Несколько мгновений Жан-Ноэль не мог прийти в себя – так он был ошеломлен.
– Ну да, это самое правильное решение, – продолжала старуха, вновь настроившись на лирический лад. – У вас будет вполне достойная роль. И никто не посмеет сказать, что вы у меня на содержании. Ведь брак – это союз двух людей. Денежные вопросы, которыми мне, увы, приходится заниматься, – все эти дворцы, земельные владения, дворецкие, – всем этим должен ведать мужчина. И это прекрасное положение, можете мне поверить! Я же создана для любви, и только для нее!
Жан-Ноэль быстро прикинул в уме: ее собственное состояние, да еще и состояние Бена, которое она недавно унаследовала… Он был потрясен открывшимися перед ним головокружительными возможностями.
«Только безумец, – подумал юноша, – откажется от такого богатства, когда оно само плывет тебе в руки».
Их брак покажется в обществе смешным? «Никогда состояние в сорок миллионов не покажется смешным, – сказал он себе. – Нет, это просто божье благословение. На близость с нею до свадьбы я не пойду. А там видно будет…»
Жан-Ноэль позволил старой герцогине еще несколько минут убеждать и упрашивать его принять решение, которое уже было им принято.
– Итак, дорогой? – спросила она.
– Итак… дорогая… думаю, что мы будем с волнением вспоминать и этого фавна, и этого льва, и этот сад, – ответил Жан-Ноэль, уже входя в новую роль, которая заключалась в том, чтобы на вес золота продавать будущей супруге самую жалкую иллюзию своей нежности.
Моргая подведенными глазами, она встала на цыпочки и подставила ему губы для поцелуя.
– Это второй самый чудесный день в моей жизни, – проговорила она. – И по-моему, он даже затмил первый.
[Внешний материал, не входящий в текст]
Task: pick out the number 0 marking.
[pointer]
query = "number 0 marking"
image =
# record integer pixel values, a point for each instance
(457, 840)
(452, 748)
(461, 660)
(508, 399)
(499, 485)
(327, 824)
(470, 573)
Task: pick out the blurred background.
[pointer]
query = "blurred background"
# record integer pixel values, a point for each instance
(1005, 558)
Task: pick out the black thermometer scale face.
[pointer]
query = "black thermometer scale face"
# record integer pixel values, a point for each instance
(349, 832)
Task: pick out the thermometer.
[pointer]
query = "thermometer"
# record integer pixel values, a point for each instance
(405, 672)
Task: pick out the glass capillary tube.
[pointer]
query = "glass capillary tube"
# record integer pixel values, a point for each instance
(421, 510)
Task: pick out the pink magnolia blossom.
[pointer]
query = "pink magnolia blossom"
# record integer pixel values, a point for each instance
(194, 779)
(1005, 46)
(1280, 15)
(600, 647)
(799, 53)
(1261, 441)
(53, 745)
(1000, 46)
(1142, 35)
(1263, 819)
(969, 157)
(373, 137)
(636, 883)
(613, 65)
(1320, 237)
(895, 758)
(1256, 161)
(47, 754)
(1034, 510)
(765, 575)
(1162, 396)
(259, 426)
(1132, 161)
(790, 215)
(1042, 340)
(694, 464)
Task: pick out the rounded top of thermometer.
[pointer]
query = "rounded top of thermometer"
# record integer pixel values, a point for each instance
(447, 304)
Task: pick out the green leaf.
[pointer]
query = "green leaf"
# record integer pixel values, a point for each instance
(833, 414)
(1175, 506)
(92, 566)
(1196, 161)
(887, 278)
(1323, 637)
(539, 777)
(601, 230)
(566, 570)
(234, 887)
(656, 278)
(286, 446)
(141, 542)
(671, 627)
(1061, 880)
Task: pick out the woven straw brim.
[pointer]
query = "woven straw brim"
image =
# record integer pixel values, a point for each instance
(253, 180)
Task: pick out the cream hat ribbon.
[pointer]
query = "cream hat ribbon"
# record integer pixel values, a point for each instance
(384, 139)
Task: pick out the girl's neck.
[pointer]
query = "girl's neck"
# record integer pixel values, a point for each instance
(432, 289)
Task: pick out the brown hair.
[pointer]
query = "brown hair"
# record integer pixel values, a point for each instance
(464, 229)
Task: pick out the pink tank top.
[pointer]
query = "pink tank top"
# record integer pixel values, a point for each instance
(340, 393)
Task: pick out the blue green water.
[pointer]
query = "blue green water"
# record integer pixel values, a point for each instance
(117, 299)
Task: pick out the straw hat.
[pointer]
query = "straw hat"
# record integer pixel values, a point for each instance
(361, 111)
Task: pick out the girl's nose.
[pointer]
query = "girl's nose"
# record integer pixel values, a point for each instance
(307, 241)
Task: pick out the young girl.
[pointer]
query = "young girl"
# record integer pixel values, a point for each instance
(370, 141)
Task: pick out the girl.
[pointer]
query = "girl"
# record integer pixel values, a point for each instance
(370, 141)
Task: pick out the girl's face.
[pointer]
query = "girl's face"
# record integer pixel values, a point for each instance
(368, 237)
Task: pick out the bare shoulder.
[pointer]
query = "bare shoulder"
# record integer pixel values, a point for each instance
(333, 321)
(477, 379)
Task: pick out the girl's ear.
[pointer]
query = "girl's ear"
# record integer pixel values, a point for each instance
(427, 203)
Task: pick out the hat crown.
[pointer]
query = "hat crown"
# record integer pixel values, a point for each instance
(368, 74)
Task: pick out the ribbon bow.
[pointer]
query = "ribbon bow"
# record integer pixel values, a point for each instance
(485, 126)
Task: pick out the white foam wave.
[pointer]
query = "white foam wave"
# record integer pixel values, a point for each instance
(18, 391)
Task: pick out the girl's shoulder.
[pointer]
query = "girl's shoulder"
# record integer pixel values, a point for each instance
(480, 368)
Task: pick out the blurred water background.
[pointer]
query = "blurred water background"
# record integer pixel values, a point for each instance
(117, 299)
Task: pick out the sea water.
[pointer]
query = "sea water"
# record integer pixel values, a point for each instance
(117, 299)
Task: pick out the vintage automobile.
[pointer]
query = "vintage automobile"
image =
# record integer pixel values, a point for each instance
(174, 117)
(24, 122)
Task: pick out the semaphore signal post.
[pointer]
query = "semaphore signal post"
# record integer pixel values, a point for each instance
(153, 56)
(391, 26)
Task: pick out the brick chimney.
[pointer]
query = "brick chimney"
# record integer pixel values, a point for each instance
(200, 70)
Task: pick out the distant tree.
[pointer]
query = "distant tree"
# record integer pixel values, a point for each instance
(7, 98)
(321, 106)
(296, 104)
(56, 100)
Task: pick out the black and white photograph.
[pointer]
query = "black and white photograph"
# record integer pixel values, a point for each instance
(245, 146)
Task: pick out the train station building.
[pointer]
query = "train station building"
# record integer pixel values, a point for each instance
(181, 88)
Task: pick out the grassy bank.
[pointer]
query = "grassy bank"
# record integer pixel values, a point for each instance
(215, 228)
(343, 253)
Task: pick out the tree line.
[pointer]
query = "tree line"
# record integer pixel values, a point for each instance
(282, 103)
Они вышли из сада. Жан-Ноэль шел чуть позади герцогини и думал: «Если мне повезет, то она не протянет больше двух или трех лет».
Старуха же была полна радостного ликования, как юная девушка.
Однако она не рассчитала своих сил и пошла слишком быстро; зацепившись каблуком о край тротуара, она неожиданно споткнулась. Не подхвати ее Жан-Ноэль, она упала бы и размозжила себе голову о камень. Он испугался, что его тайные надежды исполнятся слишком рано, и так поспешно кинулся на помощь герцогине, что та приняла это за свидетельство любви.
– Вот видишь, как я нуждаюсь в твоей поддержке, – проговорила она, ласково беря его под руку.
Около пяти часов вечера один из лакеев отеля «Трианон» поспешно спустился с четвертого этажа и что-то прошептал на ухо директору.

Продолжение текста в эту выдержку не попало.